Infinite loop in `wait_for_generation_change` — DoS

[pbeza]

The wait_for_generation_change() function in dstack/kms/src/main_service.rs blocks indefinitely in a polling loop when the generation counter does not advance, with no timeout or cancellation mechanism.

Root Cause

The wait_for_generation_change function polls a configfs generation counter in a busy loop with no timeout. If the configfs interface becomes stuck (e.g., due to a kernel bug or resource exhaustion), the calling thread spins indefinitely, consuming CPU.

// linux.rs:433-441
loop {
    let current_gen = read_generation()?;
    if current_gen != expected_gen {
        return Ok(current_gen);
    }
    // No sleep, no timeout — busy loop
}

Attack Path

1. The configfs TDX interface becomes unresponsive (kernel bug, resource exhaustion, or deliberate blocking by host)
2. wait_for_generation_change enters an infinite busy loop
3. The calling thread consumes 100% CPU indefinitely
4. If multiple quote requests are made concurrently, multiple threads spin
5. The guest agent or KMS process becomes unresponsive due to CPU exhaustion

Impact

Local denial of service.
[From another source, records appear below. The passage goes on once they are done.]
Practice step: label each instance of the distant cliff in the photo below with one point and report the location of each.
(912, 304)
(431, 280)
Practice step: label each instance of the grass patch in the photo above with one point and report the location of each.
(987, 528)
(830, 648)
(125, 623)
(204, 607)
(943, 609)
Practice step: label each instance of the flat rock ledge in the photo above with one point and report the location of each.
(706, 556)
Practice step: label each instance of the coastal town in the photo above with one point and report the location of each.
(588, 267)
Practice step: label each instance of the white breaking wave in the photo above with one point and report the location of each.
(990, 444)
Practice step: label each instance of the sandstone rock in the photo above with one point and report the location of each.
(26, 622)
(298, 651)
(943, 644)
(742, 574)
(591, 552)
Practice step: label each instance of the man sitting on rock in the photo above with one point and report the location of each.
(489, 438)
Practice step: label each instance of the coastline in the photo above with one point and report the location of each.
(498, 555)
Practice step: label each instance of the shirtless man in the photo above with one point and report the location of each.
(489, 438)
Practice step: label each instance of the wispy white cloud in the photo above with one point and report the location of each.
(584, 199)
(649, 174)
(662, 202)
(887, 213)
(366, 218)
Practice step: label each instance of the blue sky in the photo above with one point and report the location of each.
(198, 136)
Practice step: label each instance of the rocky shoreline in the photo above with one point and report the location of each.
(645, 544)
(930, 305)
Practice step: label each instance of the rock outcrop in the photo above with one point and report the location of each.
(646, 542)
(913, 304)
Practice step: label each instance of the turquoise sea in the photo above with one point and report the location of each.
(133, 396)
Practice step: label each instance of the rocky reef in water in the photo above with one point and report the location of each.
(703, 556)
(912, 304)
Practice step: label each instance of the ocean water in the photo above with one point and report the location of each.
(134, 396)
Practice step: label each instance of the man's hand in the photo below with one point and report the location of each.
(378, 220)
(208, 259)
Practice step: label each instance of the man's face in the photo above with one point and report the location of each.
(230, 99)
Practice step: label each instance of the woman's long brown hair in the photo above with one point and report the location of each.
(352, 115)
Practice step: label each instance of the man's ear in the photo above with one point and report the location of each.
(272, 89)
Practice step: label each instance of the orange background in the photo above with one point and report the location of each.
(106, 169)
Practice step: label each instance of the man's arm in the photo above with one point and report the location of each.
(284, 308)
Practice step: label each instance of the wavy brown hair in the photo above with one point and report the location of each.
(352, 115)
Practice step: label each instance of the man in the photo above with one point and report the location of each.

A stuck configfs interface causes the TDX attestation library to consume all available CPU. This could make the CVM's attestation and key derivation services unavailable.

Suggested Fix

Add a timeout and sleep between polls:

let deadline = Instant::now() + Duration::from_secs(30);
loop {
    let current_gen = read_generation()?;
    if current_gen != expected_gen {
        return Ok(current_gen);
    }
    if Instant::now() > deadline {
        return Err(Error::Timeout);
    }
    std::thread::sleep(Duration::from_millis(10));
}

---

Note: This issue was created automatically. The vulnerability report was generated by Claude and has not been verified by a human.